Correspondence should be addressed to Charles E Connor connor@jhu.edu
Object perception depends on shape processing in the ventral visual pathway, which in monkeys culminates in inferotemporal cortex (IT). Here we provide a description of fundamental quantitative principles governing neural selectivity for complex shape in IT. By measuring responses to large, parametric sets of two-dimensional (2D) silhouette shapes, we found that neurons in posterior IT (Brodmann's areas TEO and posterior TE) integrate information about multiple contour elements (straight and curved edge fragments of the type represented in lower-level areas) using both linear and nonlinear mechanisms.

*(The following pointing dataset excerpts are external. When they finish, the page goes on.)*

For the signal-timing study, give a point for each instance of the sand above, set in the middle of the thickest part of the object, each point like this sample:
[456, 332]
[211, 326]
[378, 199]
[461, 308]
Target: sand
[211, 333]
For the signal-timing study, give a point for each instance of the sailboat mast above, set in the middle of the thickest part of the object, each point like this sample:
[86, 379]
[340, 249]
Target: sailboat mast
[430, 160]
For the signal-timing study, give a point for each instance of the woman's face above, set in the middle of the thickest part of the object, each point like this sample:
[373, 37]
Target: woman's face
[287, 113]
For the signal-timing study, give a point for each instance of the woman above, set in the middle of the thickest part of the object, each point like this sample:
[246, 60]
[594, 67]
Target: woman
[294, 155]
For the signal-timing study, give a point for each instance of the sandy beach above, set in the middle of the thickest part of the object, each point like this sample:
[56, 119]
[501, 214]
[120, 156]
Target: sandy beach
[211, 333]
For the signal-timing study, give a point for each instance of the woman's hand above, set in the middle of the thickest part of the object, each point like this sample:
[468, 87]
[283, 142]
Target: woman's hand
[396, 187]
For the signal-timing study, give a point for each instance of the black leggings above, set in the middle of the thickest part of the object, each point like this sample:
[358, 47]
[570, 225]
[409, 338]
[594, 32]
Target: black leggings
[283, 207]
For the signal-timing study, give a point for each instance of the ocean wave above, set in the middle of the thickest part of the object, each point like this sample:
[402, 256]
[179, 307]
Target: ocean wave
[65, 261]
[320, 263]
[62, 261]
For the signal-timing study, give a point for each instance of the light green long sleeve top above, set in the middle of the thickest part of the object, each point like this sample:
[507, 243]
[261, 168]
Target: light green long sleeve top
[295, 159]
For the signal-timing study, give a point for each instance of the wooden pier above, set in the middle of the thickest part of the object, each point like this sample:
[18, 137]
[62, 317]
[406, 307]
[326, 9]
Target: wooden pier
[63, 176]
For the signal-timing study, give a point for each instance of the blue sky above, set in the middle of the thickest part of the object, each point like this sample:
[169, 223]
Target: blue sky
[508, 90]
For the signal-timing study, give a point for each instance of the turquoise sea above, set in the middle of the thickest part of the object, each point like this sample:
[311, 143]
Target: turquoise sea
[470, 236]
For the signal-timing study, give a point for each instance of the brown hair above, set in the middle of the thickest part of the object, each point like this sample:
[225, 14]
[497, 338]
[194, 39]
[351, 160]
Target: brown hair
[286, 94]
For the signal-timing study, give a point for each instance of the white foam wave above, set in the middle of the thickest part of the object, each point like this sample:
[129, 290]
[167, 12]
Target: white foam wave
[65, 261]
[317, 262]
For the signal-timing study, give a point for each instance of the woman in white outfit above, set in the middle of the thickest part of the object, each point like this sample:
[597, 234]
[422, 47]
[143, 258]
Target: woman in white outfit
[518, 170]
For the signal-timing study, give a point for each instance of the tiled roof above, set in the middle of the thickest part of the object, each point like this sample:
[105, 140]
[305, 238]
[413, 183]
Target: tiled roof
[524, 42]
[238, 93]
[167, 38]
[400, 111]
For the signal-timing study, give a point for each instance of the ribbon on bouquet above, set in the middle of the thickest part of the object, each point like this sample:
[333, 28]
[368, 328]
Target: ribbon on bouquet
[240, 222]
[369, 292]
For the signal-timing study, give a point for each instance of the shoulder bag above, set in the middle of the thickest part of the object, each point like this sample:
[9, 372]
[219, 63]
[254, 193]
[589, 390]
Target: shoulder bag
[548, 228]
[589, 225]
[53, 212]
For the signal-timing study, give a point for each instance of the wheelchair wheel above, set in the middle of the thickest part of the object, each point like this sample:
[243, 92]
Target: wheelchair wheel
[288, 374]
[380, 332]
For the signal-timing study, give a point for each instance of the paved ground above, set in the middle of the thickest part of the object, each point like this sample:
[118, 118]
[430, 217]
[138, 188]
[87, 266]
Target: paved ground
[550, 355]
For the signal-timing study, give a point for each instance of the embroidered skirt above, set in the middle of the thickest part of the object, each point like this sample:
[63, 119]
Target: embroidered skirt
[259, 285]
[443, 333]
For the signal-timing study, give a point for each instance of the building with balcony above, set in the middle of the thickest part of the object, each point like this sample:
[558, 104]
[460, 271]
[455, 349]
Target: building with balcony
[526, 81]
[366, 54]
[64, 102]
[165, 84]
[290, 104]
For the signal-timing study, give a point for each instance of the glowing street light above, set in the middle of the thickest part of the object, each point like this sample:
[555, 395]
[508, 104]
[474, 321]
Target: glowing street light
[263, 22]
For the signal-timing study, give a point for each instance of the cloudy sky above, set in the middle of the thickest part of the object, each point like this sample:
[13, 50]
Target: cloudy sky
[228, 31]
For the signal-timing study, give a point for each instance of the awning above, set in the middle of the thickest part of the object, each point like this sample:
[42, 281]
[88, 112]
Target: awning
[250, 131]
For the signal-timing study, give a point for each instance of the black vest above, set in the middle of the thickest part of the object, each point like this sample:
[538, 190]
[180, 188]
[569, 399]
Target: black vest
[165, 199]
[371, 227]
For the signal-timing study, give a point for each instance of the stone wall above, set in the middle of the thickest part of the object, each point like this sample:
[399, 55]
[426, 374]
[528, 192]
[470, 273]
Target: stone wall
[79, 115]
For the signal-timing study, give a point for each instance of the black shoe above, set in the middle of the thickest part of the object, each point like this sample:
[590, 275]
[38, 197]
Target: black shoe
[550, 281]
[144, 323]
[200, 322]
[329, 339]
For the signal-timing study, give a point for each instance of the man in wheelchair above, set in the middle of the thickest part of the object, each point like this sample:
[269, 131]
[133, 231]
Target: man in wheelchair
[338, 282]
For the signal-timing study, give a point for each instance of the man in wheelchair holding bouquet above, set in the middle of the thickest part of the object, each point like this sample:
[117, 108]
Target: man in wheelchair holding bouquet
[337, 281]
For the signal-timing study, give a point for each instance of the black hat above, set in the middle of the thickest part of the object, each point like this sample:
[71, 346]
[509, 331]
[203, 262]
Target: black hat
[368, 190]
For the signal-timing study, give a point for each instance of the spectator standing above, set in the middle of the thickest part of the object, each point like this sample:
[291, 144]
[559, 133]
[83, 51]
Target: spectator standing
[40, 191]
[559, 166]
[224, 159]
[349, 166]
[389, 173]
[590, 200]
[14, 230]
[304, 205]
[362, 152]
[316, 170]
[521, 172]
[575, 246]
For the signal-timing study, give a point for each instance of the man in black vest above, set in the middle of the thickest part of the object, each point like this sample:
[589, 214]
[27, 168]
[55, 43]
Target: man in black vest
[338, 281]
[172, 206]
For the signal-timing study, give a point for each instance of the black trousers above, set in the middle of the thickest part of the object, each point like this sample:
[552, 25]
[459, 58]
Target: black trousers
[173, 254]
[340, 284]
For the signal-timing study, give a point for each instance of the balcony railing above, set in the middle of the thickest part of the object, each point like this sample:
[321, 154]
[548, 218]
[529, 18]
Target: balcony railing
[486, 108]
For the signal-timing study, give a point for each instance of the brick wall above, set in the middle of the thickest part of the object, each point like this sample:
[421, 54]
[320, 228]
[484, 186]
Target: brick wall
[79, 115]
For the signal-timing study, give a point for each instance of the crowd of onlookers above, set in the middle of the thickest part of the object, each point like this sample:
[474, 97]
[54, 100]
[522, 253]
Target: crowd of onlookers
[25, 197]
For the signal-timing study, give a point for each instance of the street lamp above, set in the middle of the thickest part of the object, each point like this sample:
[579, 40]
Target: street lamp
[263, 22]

This results in complex, distributed response patterns that cannot be characterized solely in terms of example stimuli. We explained these response patterns with tuning functions in multidimensional shape space and accurately predicted neural responses to the widely varying shapes in our stimulus set. Integration of contour element information in earlier stages of IT represents an important step in the transformation from low-level shape signals to complex object representation.